At the receptor level, alpha-Klotho is the obligate co-receptor for fibroblast growth factor 23 (FGF23), enabling FGF23 to bind and activate FGFR1 receptors in the kidney to regulate phosphate excretion. This makes Klotho a central node in mineral metabolism. Beyond this canonical role, soluble Klotho exerts numerous endocrine effects: it inhibits the IGF-1/insulin signalling pathway (a conserved longevity mechanism shared with caloric restriction), enhances expression of antioxidant enzymes via FoxO transcription factor activation, suppresses Wnt signalling (reducing stem cell exhaustion), inhibits TGF-beta signalling (preventing fibrosis), and blocks NF-kB and NLRP3 inflammasome activation (reducing inflammaging).

The ageing phenotype connection is striking: mice lacking Klotho develop multi-organ ageing — atherosclerosis, osteoporosis, skin atrophy, cognitive decline — within weeks of birth, while mice with elevated Klotho expression live up to 30% longer than controls.
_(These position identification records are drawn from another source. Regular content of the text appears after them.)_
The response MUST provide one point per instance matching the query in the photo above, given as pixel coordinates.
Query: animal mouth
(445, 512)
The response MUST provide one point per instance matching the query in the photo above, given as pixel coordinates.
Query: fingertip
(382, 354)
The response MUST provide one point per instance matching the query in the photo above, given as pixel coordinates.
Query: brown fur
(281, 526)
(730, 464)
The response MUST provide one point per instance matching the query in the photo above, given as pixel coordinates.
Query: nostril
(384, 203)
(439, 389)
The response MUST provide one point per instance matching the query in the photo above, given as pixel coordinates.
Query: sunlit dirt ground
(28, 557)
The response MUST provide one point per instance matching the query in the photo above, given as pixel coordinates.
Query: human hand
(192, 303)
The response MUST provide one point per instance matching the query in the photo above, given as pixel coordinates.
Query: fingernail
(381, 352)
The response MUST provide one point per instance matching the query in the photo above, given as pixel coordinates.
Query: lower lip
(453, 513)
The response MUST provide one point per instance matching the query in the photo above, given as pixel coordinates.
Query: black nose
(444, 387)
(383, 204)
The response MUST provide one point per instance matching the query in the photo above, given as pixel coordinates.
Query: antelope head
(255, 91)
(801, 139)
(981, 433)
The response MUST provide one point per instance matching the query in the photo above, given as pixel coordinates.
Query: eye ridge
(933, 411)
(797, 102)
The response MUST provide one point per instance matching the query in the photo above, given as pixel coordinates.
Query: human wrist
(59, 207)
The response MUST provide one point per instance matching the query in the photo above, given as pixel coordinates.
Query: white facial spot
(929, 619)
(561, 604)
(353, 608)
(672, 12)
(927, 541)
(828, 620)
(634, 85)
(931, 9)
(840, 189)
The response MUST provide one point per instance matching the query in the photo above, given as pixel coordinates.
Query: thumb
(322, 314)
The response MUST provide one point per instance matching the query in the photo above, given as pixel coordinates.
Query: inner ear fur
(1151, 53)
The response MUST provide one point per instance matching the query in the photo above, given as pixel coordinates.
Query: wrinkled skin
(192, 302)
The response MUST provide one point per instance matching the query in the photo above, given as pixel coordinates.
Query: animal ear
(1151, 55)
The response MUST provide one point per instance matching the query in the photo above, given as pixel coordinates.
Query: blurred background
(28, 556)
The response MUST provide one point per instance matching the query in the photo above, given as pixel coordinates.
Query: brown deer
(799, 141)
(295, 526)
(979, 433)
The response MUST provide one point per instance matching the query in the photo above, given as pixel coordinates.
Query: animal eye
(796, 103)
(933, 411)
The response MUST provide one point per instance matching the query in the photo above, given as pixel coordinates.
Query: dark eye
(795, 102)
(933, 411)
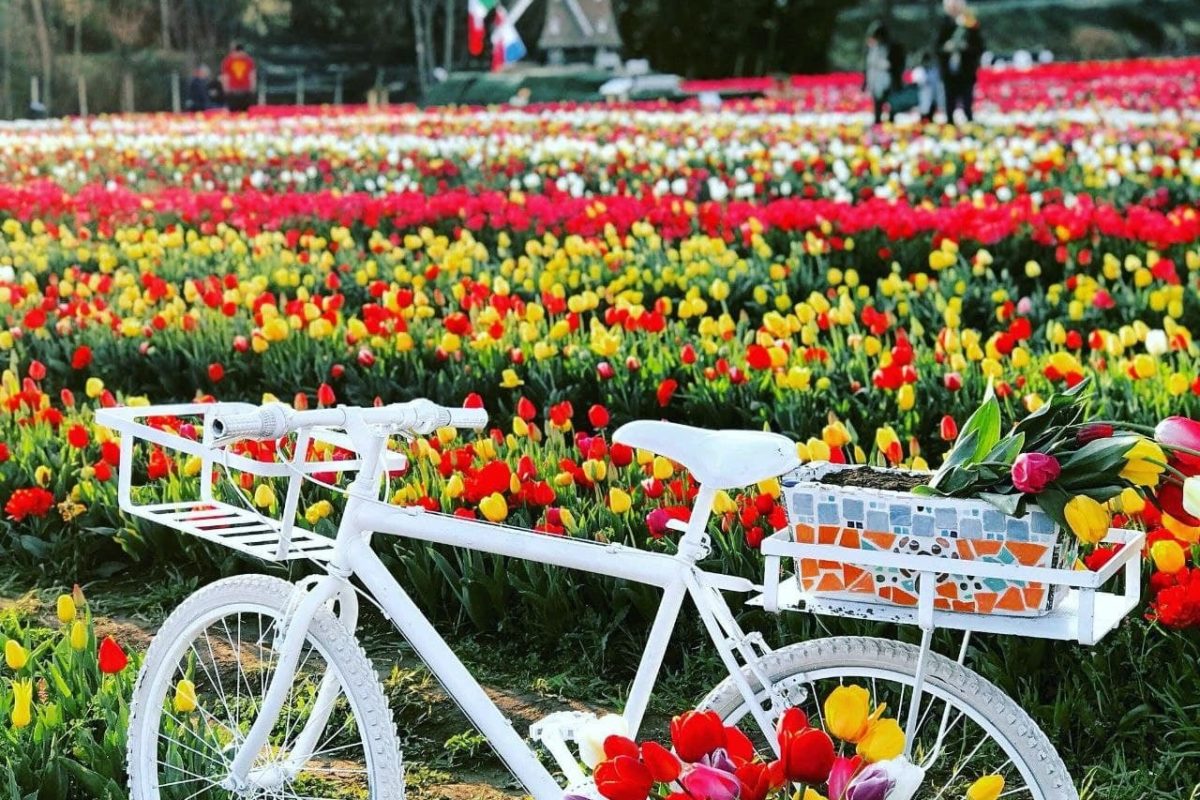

In humans, circulating Klotho levels decline with age, and lower levels associate with increased mortality and chronic disease risk in observational studies. Recombinant alpha-Klotho is in early clinical development as a potential therapy for chronic kidney disease, cognitive decline, and broader age-related diseases. The 2026 research wave around Klotho has positioned it as one of the most promising single-protein interventions in the longevity field, though no therapeutic Klotho product is yet approved for human use.

Risks & Safety

AEDG Peptide

Common

injection site irritation, mild drowsiness.

Serious

telomerase activation may promote pre-cancerous cells, limited Western safety data.

Rare

allergic reactions.

Klotho

Common

limited human safety data. Animal studies show generally good tolerability.

Serious

theoretical risk of altering phosphate and calcium homeostasis (Klotho is a critical regulator of FGF23 signalling); unknown effects on cancer biology in long-term use.

Rare

allergic reactions to recombinant protein. Quality and authenticity of any product sold as Klotho outside formal clinical trials should be considered highly uncertain.